Afrique du Sud : l'opposition saisit la Cour constitutionnelle contre le président Zuma

Des manifestants demandent la démission de Jacob Zuma, accusé de corruption, le 16 décembre 2015. (AP Photo/Denis Farrell)

L'objectif est d'obliger le chef de l'Etat à rembourser une partie des 20 millions d'euros d'argent public dépensé pour rénover sa résidence privée de Nkandla. Des manifestations ont aussi été organisées.

Les deux principaux partis d'opposition sud-africains manifestaient mardi à Johannesburg, devant la Cour constitutionnelle où leurs avocats plaidaient pour obliger le président Jacob Zuma à rembourser une partie des 20 millions d'euros d'argent public dépensé pour rénover sa résidence privée de Nkandla.

Des milliers de membres du parti de gauche radicale EFF (Combattants de la liberté économique) étaient dans la rue aux cris de "Zuma doit partir" et "Rends l'argent! Rends l'argent!", un slogan qui retentit au Parlement à chaque apparition du chef de l'Etat depuis plus de deux ans.

Le scandale de Nkandla, du nom du petit village où se trouve la propriété, est devenu un véritable boulet pour le président, et un symbole des accusations de corruption qui planent sur son gouvernement et son parti, le Congrès national africain (ANC).

Le scandale a été amplifié début 2014 lorsque la médiatrice de la République, chargée de veiller à l'utilisation des deniers de l'Etat, a rendu un rapport accusant Jacob Zuma d'avoir "indûment bénéficié" des travaux.

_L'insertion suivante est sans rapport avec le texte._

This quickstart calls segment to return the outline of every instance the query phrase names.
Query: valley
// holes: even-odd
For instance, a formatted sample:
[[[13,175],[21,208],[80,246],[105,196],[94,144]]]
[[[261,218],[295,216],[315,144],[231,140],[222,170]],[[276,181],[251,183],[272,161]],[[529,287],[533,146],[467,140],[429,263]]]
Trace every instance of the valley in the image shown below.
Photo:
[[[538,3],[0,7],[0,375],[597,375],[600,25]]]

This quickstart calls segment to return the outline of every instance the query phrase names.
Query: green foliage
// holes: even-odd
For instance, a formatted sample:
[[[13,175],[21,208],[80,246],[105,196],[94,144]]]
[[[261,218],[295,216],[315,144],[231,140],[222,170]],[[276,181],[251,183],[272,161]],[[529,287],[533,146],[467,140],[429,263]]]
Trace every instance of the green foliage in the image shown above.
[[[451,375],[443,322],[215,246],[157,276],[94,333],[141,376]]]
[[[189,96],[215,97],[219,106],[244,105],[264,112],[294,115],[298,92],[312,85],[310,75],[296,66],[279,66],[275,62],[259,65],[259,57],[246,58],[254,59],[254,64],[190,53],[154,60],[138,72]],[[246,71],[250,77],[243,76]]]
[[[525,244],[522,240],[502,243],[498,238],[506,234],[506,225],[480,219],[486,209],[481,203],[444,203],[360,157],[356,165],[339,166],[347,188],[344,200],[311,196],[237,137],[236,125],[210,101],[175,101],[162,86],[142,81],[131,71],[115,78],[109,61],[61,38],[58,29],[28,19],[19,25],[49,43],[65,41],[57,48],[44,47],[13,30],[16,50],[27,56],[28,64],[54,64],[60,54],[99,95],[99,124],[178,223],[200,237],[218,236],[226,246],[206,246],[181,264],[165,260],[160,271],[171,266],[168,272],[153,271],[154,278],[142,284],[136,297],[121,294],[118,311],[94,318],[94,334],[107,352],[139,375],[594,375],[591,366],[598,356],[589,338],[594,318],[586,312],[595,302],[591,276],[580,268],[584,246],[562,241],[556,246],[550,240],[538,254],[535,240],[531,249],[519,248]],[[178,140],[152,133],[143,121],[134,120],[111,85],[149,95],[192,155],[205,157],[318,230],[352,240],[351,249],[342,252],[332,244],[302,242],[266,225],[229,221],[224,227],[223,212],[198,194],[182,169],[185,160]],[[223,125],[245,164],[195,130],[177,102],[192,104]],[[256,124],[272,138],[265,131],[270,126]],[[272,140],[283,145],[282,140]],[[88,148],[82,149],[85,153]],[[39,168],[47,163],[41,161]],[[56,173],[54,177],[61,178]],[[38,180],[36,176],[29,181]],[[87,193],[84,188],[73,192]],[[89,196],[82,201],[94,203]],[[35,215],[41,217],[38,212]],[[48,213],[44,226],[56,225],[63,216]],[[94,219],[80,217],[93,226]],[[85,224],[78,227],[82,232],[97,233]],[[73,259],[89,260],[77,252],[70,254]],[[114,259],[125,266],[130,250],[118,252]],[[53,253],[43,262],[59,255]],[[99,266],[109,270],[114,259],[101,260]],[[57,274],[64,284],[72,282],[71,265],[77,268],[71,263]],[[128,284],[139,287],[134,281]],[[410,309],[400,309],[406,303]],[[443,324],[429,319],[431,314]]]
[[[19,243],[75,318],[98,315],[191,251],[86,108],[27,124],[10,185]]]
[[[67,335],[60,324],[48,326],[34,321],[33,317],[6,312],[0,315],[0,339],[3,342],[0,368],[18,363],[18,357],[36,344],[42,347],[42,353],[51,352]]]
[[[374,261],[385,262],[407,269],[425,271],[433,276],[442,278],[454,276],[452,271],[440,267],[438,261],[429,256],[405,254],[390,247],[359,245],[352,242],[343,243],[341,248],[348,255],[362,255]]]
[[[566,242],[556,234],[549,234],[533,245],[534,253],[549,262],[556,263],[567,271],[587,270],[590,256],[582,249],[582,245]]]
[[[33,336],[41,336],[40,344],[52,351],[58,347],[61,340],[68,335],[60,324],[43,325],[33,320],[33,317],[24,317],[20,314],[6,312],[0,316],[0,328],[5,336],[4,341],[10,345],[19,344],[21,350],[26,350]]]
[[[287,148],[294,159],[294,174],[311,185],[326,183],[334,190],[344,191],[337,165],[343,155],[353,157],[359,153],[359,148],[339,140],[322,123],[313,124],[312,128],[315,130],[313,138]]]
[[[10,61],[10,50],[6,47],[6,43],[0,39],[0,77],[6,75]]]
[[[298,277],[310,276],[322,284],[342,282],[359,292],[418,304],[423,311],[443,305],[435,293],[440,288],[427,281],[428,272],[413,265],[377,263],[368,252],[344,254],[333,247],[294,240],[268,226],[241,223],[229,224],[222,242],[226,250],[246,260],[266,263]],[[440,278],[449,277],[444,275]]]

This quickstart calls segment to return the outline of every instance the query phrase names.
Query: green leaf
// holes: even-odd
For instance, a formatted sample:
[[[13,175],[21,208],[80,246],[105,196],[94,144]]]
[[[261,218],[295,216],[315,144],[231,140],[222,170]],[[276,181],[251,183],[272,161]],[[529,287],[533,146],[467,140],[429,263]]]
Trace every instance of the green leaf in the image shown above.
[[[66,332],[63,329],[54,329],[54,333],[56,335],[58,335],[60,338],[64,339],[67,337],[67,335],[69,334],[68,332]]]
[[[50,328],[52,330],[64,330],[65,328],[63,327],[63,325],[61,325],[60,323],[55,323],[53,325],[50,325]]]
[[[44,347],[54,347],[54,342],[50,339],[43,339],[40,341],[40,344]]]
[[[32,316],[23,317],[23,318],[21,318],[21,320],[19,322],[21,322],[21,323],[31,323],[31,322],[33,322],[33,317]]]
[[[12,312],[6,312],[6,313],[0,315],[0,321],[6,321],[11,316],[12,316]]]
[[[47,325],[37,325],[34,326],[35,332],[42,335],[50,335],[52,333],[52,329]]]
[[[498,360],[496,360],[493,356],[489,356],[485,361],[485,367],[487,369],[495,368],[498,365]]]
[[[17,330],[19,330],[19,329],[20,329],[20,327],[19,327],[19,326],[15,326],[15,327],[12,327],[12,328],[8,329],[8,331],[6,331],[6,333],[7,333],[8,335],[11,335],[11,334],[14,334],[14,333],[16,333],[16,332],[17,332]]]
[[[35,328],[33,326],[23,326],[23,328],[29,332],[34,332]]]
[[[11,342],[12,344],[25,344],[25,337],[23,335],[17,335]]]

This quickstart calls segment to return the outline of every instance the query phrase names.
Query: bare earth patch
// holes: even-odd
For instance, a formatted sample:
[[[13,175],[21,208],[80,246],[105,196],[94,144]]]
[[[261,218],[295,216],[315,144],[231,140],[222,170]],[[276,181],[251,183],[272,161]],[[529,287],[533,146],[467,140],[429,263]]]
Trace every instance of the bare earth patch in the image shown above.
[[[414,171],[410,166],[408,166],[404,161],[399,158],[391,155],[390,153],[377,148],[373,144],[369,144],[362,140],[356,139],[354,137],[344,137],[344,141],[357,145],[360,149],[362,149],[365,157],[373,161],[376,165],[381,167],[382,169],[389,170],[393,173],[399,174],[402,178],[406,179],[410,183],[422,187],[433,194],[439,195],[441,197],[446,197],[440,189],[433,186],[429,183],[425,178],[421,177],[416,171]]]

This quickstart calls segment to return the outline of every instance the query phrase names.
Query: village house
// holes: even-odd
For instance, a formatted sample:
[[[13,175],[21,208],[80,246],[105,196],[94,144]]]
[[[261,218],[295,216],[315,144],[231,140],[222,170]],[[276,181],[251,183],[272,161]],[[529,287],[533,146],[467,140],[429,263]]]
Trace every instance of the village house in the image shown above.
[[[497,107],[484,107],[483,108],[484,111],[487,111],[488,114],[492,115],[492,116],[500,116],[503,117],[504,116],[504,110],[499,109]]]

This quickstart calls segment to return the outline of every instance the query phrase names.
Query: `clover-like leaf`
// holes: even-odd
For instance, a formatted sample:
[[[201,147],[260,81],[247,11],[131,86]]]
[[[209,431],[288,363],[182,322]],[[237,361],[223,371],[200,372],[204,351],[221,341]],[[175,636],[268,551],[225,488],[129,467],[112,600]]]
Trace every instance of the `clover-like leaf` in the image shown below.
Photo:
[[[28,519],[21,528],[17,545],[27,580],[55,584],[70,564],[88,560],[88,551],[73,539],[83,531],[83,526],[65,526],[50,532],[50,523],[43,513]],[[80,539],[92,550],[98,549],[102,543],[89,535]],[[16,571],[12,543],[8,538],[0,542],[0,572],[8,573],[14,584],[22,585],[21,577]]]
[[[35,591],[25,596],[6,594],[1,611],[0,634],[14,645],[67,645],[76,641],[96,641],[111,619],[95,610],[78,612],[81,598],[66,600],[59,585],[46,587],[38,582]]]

Elle avait recommandé qu'il rembourse une partie des sommes.

La Cour constitutionnelle doit déterminer si ces recommandations sont légalement contraignantes ou non.

"Nous soutenons que le mépris du président à l'égard de la médiatrice de la République enfreint ses obligations telles que définies par la Constitution", a déclaré devant la Cour l'avocat de l'EFF, Wim Trengove.

Les cris des manifestants pouvaient être entendus dans la cour, pendant l'audience qui s'est transformée en tribune pour l'opposition. Les élections municipales en août pourraient révéler une baisse de soutien pour l'ANC, le parti de Nelson Mandela, au pouvoir depuis la fin de l'apartheid il y a 22 ans.

"Cette affaire va beaucoup plus loin que la question des pouvoirs de la médiatrice", a argumenté Anton Katz, avocat du parti libéral Alliance démocratique (DA). "Il y a eu un abus de biens publics d'un niveau extraordinaire, au profit d'une seule famille, dans un pays où la plupart des familles ont tout juste accès à la nourriture, l'éducation, la santé et le logement."

Piscine et poulailler

Jacob Zuma refusait depuis des mois de rembourser un centime des quelque 220 millions de rands dépensés (20 millions d'euros de l'époque). Il a fait volte-face il y a une semaine, admettant l'idée d'un remboursement partiel, mais les deux partis ont maintenu leur action en justice.

"La proposition du président n'est rien d'autre qu'une manoeuvre de communication pour échapper à ses responsabilités", a déclaré la DA dans un communiqué.

La cour a prévu d'écouter les arguments mardi et de rendre son jugement à une date ultérieure.

L'ANC a de son côté affirmé dans un communiqué que le président n'a "jamais méprisé les recommandations de la médiatrice". "Il est regrettable que l'affaire concernant le président ait été négativement politisée par l'EFF et la DA", estime le parti.

Le chef de l'Etat, régulièrement accusé d'avoir laissé la corruption se propager depuis qu'il est arrivé au pouvoir en 2009, essuie un feu de critiques nourri par la crise économique : l'Afrique du Sud souffre de la chute de la monnaie locale et des cours des matières premières, tandis que le chômage est toujours au-dessus de la barre des 25%.

Il doit prononcer jeudi au Cap (sud) son discours annuel sur l'état de la nation au Parlement. L'année dernière, la séance avait été interrompue par les députés de l'EFF, qui interpellaient Jacob Zuma pour qu'il rembourse l'argent de Nkandla. Ils avaient été brutalement évacués par les services de sécurité.

Le président avait déclaré plusieurs fois qu'il n'avait pas ordonné la rénovation de sa propriété de la province du KwaZulu-Natal (est), et une enquête du ministre de la Police l'année dernière avait conclu qu'il s'agissait de travaux de "sécurité".

La piscine avait notamment été décrite comme "un réservoir d'eau" en cas d'incendie, tandis que l'enclos pour le bétail et le poulailler étaient censés empêcher les animaux de déclencher les détecteurs de mouvement.